The BBC employs 23,000 people. It is therefore a statistical certainty that there will be occasions of gross incompetence. If there's a great deal of ruin in a nation, there is also a great deal in any organization. To expect one man to prevent an act of idiocy by any one of 23,000 others is, surely, to expect the impossible.
Granted, he might be responsible if he had put in place the systems that generated such poor journalism. But this isn't obviously the case.

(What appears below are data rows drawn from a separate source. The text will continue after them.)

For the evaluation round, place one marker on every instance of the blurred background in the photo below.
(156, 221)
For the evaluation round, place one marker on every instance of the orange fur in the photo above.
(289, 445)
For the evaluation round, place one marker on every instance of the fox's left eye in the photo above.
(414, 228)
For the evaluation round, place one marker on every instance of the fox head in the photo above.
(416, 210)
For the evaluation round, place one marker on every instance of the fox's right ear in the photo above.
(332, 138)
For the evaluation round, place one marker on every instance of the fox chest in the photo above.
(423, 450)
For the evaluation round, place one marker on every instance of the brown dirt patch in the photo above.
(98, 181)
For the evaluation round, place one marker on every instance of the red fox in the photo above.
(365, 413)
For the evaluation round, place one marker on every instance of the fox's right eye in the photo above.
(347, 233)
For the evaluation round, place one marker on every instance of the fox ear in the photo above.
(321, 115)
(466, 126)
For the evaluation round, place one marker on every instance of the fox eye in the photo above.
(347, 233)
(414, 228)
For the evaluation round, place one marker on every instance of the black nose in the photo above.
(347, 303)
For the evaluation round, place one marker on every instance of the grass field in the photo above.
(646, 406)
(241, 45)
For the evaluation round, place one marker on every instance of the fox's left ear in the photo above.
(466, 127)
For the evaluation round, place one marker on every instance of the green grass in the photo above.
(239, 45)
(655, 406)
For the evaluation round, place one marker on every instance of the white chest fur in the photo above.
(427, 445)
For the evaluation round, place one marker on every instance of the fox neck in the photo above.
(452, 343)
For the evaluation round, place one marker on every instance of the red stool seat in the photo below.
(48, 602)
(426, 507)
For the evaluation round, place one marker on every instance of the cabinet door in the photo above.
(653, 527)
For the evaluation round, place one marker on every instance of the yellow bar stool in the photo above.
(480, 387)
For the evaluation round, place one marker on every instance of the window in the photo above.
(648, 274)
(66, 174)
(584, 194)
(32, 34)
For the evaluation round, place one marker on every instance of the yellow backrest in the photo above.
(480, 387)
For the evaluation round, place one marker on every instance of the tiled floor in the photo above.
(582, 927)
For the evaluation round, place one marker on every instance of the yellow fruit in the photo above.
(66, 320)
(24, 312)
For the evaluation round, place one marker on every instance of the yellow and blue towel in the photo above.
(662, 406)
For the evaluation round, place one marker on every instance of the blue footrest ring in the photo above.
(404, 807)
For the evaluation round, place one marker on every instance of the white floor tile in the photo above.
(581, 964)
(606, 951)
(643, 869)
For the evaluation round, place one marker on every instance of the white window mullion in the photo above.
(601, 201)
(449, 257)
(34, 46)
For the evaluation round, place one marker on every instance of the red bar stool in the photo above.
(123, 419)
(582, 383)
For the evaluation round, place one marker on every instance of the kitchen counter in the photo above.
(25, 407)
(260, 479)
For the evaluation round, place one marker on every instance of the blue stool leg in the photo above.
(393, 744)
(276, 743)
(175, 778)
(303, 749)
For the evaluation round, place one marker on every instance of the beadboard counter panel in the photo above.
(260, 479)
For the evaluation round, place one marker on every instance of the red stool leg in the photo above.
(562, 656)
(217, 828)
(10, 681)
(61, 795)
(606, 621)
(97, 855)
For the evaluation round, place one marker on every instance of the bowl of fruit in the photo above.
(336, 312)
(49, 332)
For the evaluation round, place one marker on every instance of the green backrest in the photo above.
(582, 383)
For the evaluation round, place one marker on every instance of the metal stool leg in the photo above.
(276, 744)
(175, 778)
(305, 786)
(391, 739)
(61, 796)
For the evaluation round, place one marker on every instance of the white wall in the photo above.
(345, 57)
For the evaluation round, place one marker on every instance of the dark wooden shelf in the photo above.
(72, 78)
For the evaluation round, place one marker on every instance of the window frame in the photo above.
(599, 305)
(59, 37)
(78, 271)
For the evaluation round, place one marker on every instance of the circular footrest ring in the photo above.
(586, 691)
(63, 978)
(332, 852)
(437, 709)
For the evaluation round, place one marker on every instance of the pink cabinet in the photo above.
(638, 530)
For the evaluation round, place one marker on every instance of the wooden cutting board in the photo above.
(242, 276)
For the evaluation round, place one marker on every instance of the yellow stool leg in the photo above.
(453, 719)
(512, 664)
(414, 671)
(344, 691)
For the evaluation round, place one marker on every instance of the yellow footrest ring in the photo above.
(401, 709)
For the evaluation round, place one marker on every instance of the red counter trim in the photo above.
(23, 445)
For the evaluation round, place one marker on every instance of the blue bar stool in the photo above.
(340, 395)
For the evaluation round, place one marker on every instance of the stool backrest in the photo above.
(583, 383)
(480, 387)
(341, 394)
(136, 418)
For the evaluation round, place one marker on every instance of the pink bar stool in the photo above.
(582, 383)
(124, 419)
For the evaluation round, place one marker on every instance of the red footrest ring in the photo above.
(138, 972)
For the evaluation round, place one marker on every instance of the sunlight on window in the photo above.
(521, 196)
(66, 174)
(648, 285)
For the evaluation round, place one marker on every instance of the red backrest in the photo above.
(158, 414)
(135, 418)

Against this, Entwistle is charged with being "incurious George", of not wanting to know what Newsnight was doing. This is harsh. Even leaving aside the fact that Newsnight is a minor programme - its audience of around 700,000 is less than that for Only Connect - any DG must be incurious. All of us have limited rationality, knowledge and attention. It's physically impossible to know everything. As the Vice Chairman of the BBC Trust has written, "‘Inattentional blindness’ is commonplace." The boss who tried to know everything would quickly be accused of stifling his organization by micro-management.
I suspect that what we're seeing with Entwistle's departure is the downside of management as witchdoctoring. We impute powers to chief executives which they do not in fact have with the result that if their organizations thrive we pay them millions but if they don't, we sacrifice them. In both circumstances, we fail to see that their span of control is limited.
Indeed, such a mistaken conception of management, more than Mr Entwistle's failings, might be the BBC's problem. Jeffrey Nielsen has written of the dangers of hierarchy thus:
Rank-based thinking suppresses the heart and intelligence of the majority of an organization's employees. Command and control managing under the influence of rank-based thinking tends to be harsh, coercive and demotivating. It is likely to create a poisonous atmosphere at the organization that kills an employee's natural desire to cooperate and be productive. (The Myth of Leadership, p11-12)
I fear this might have happened at the BBC. If everyone thinks the boss is responsible, they abdicate responsibility themselves with the result that nobody is responsible for anything.
But there is an alternative - what Nielsen calls peer-based thinking. In this, responsibility is diffused across an organization. Shoddy journalism is then the fault of the journalist, not "management" (where "management" means "someone else"), a poor programme the fault of the individual producer, and so on.
In empowering workers, such a business model disempowers management. And those managers who remain cease to be witchdoctors imputed with mythical powers, and become instead humble administrators and are paid as such.
And for this reason, we are likely to be stuck with dysfunctional organizations with absurd notions of "leadership".